SPECIAL EFFECTS: 5/5 Stars. Perhaps the film's strongest attribute is its use of masterful special effects by Douglas Trumbull. This film has aged really well, and that's definitely because of the wonderful visual effects. Real miniatures are used for the spaceships, and they are all things of beauty, wonderfully unique in their design, and covered in flashing lights of every color, these spaceships are anything but boring. The scenes in which they appear really highlight the sense of wonder they bring, as these are not menacing spaceships armed to the teeth. The aliens, designed by Carlo Rambaldi,are depicted in a few ways.
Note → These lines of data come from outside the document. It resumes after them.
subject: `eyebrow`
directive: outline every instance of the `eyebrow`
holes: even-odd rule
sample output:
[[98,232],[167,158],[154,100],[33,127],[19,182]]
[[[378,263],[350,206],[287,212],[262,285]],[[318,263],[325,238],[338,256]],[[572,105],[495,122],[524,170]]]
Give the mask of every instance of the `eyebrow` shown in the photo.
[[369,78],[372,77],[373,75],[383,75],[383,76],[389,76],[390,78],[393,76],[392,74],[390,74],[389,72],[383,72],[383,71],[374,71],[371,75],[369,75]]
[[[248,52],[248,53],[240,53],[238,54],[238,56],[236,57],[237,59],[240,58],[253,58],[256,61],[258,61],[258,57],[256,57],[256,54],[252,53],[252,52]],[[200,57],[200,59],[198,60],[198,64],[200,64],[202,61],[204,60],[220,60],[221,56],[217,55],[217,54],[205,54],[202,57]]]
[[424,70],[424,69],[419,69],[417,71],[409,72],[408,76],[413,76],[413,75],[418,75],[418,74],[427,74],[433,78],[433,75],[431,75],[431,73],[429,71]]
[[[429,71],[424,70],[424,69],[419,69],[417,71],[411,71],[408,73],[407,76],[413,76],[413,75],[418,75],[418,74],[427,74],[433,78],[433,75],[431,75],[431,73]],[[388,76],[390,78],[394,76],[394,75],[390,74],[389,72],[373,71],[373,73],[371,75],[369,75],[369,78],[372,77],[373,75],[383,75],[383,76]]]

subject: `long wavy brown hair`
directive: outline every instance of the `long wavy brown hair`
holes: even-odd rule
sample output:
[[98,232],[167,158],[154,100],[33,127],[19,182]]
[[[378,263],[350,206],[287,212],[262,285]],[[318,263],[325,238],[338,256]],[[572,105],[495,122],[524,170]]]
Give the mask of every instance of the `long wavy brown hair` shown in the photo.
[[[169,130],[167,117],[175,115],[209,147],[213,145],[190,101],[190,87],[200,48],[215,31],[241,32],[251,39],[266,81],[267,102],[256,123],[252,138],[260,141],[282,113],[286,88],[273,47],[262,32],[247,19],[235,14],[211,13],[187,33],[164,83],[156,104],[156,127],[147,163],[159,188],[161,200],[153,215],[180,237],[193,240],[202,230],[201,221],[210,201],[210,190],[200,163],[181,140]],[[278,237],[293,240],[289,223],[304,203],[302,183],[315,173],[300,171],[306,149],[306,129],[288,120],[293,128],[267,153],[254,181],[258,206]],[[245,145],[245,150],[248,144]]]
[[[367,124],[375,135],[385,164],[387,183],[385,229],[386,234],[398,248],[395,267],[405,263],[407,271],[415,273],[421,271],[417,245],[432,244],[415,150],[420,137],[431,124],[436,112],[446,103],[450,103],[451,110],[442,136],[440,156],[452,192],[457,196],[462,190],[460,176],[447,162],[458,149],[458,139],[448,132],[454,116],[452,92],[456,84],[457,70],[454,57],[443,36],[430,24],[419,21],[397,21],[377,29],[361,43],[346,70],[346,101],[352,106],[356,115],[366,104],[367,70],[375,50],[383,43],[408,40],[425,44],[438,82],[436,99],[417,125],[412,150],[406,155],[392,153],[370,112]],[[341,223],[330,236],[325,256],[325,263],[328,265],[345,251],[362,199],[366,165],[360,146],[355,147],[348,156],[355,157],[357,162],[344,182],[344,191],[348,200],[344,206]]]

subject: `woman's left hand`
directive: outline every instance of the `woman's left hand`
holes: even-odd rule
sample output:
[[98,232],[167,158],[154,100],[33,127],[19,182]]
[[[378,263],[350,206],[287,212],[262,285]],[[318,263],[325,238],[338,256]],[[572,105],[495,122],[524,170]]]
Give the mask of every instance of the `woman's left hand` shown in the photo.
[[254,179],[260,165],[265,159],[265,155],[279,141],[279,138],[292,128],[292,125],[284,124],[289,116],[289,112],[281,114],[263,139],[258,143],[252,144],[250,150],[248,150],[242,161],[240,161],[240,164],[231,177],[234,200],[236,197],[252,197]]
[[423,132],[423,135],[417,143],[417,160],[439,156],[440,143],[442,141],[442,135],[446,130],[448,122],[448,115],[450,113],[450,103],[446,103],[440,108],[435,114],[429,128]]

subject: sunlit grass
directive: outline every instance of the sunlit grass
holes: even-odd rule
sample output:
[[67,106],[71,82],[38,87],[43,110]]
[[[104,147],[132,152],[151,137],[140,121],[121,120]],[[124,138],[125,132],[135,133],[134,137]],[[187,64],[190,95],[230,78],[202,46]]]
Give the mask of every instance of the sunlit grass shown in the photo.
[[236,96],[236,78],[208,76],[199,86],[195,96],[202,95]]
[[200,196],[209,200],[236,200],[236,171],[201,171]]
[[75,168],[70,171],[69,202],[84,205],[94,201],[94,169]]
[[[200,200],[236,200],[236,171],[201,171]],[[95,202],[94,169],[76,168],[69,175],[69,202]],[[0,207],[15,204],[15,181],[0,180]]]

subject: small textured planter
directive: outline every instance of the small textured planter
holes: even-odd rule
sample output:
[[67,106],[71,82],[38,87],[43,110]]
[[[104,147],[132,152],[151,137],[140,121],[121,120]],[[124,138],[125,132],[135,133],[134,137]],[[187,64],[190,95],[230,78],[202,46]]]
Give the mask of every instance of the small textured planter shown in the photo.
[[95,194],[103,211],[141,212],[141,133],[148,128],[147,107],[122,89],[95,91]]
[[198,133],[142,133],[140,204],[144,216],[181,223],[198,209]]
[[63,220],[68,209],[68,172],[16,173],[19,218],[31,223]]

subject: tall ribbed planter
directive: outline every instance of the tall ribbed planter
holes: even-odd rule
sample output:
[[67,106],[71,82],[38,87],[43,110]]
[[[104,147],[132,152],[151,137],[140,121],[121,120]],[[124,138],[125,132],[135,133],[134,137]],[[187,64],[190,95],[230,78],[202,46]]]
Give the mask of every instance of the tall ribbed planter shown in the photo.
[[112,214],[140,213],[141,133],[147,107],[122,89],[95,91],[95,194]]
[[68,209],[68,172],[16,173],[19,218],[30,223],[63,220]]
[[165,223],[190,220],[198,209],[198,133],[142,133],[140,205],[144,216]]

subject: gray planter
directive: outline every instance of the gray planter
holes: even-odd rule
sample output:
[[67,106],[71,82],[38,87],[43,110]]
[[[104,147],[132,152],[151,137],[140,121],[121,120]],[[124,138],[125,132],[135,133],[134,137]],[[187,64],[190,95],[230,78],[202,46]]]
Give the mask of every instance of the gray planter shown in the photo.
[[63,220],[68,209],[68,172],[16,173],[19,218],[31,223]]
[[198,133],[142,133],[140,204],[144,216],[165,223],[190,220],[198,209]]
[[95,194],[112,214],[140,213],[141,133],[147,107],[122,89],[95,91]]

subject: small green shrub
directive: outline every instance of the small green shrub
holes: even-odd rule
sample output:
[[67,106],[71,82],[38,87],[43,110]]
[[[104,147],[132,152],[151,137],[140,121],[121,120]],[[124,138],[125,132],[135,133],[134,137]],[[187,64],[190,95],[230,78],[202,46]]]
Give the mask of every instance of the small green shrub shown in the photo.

Based on the Greys and having different heights and proportions to incorporate varying descriptions from people who reportedly encountered UFOs and aliens, there were a couple of different puppets. A majority of the aliens were small, and were depicted by young children wearing alien costumes, and the effects still hold up very well, as they still look close to real. The bright lights from the ships help cover any flaws that might otherwise be visible. Overall, the special effects really made this film for me.
|A spaceship rushes down the street, police (offscreen) in hot pursuit.|
|Three small UFOs arrive at the landing ship, showcasing their stunning, colorful lights|
|The Mothership, as seen in the film's climax. Layered like a cake and covered in pointed antennae and flashing lights, it truly is a breathtaking piece of miniature-work.||.|
|One of the Grey Aliens at the end of the film.|
ENJOYABILITY: 4/5 Stars. Overall, Close Encounters of the Third Kind is definitely a crowd-pleaser, and it's easy to see why. While lacking in exciting action and destruction, and being a film with a bit of a slow pace, it more than makes up for that with its sense of mystery, wonderment, and drama. Its special effects also add to the joy of watching it, and the actors do a wonderful job of playing their characters. Everything from the score, to the bright special effects, and the refreshing take on the alien plot, are aspects that make this film pretty close to being a masterpiece. Spielberg is a truly great director, and this film is definitely one of his best in the sci-fi genre. Truly a classic, and while it's not a personal favorite of mine, it's definitely a really well-made movie that I think virtually anyone can enjoy. Close Encounters is at its best when it's a spectacle, and there are many moments when it is. Highly recommended.